"The moral bankruptcy of desperate youth brought stunningly, shockingly to the screen"- or the glamour of delinquency ?
LA
NOTTE BRAVA (NIGHT HEAT), aka "The Big Night" aka "Les Garçons", is an
Italian-French co-production starring Rosanna Schiaffino, Elsa
Martinelli, Laurent Terzieff, Jean-Claude Brialy, Franco Interlenghi, Antonella Lualdi, Anna Maria Ferrero, Mylene Demongeot and
Tomas Milian. It was directed by Mauro Bolognini from a screenplay by
Pier Paolo Pasolini and Jacques-Laurent Bost.

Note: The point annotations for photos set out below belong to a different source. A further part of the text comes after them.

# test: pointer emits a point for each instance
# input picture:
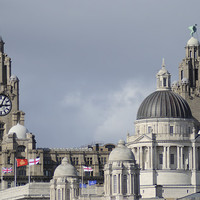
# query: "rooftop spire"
(193, 29)
(1, 45)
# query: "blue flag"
(92, 182)
(82, 185)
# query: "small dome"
(164, 104)
(13, 78)
(193, 42)
(19, 130)
(65, 169)
(185, 80)
(121, 153)
(175, 83)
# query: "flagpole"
(2, 179)
(82, 179)
(15, 172)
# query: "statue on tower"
(193, 29)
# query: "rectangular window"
(149, 129)
(172, 159)
(164, 82)
(181, 74)
(8, 160)
(124, 186)
(171, 130)
(115, 183)
(160, 159)
(88, 160)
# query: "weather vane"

This 1959 movie is a socially conscious drama chronicling the exploits of three Roman thugs. The young men spend the day committing petty crimes, beginning with gun theft and culminate it in a rendezvous with three streetwalkers. After taking their pleasure, the guys attempt to cheat the hookers out of their money, but the women outsmart them ahead of time. That night, the hoods return to the city for more exploits, including an attempted car theft, and the harassment and robbery of three rich men. By daybreak, the guys have all separated, with nothing but feelings of loneliness and disgust for their troubles.
This is another of those ground-breaking movies about delinquent youth in 1959 - at the same time Jean-Pierre Mocky was shooting LES DRAGUEURS (THE YOUNG HAVE NO MORALS) in Paris (when Truffaut was shooting his 400 BLOWS there..). Antonioni may well have set the template with his alienated youth in I VINTI in 1953 (Antonioni label), before THE BLACKBOARD JUNGLE or REBEL WITHOUT A CAUSE. LA NOTTE BRAVA is a key '50s film too and catches its young cast at the cusp of the 1960s when they were going places. It is a perfectly Pasolini story of low-lifes but with a more attractive cast - Pasolini had yet to shoot ACCATONE or MAMMA ROMA with his own real low-life discovery Franco Citti.
Brialy & Terzieff watch Martinelli & Lualdi |
Mylene smoulders ... |
My friend Daryl says: "It's a glittering movie about wasted
youth: beautiful young people with no jobs and nothing to do who get
into all sorts of trouble". That captures it perfectly.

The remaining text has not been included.